Pierścień formalnego fruktozy formalnej z czerwienią Kongo służy do analizy reakcji bomby na siłę osmotyczną. Neurologia u mutantów z niedoborem jest wadliwa w tej odpowiedzi, jednak mutanty NU nie są upośledzone w wykrywaniu stresu tomo, wykazując reakcję podobną do szczepu typu dzikiego. Ten film pokazuje, że podwójnie zmutowane szczepy przenoszące różne allele nokautu w genach ing i uwalniających odzyskały fenotyp typu dzikiego reagując na siłę osmotyczną.
Obserwacje te zostały potwierdzone przy użyciu interferencji RNA, podejścia polegającego na blokadzie karmienia. W ten sposób szczep typu dzikiego został upośledzony w rozpoznawaniu bariery osmotycznej, gdy był karmiony bakteriami wykazującymi ekspresję zgodnie z sekwencją genu ING. Z drugiej strony, mutanty z wadami neuronów, które nie są w stanie wykryć czterech dodatkowych roztworów fruktozy, odzyskały to zachowanie, gdy były karmione bakteriami wykazującymi ekspresję zgodnie z sekwencją genu NNU.
Wyniki pokazane w tym eksperymencie wskazują, że widzenie i neur mogą być zaangażowane w połączenie synaptyczne neuronów czuciowych nicienia, a także, że oddziałują one ze sobą w sposób, który wpływa na funkcję synaptyczną. Dobra, do widzenia i powodzenia w eksperymentach.
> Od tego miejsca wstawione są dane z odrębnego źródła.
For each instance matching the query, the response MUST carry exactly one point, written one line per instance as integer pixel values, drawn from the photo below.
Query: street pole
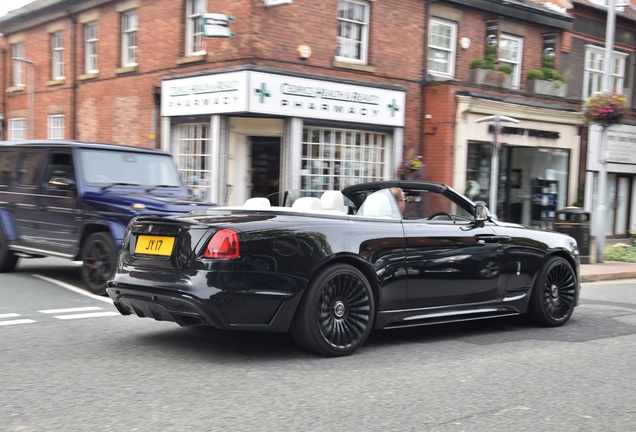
(601, 207)
(494, 159)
View the full transcript and gain access to thousands of scientific videos
Neurexins i neuroligins to kluczowe białka adhezyjne błony komórkowej zaangażowane w różnicowanie i transmisję synaps. Badanie to dotyczy roli tych białek u C. elegans, ze szczególnym skupieniem się na mutantach z niedoborem neuroligin i ich zdolności do wykrywania siły osmotycznej.
This study establishes C. elegans as a genetically tractable model for interrogating synaptic adhesion molecules linked to autism spectrum disorders, enabling early-stage target validation through quantifiable behavioral phenotypes. By linking nrx-1 and nlg-1 orthologs to osmotic avoidance—a measurable neural circuit output—the approach supports mechanistic de-risking of neurexin-neuroligin interactions in sensory processing pathways. The assay provides a scalable, reproducible platform for evaluating genetic modifiers of synaptic function prior to mammalian model investment.
The assay fits within early discovery workflows where genetic perturbation of synaptic genes is linked to quantifiable neural circuit outputs, informing go/no-go decisions before compound screening or mammalian validation.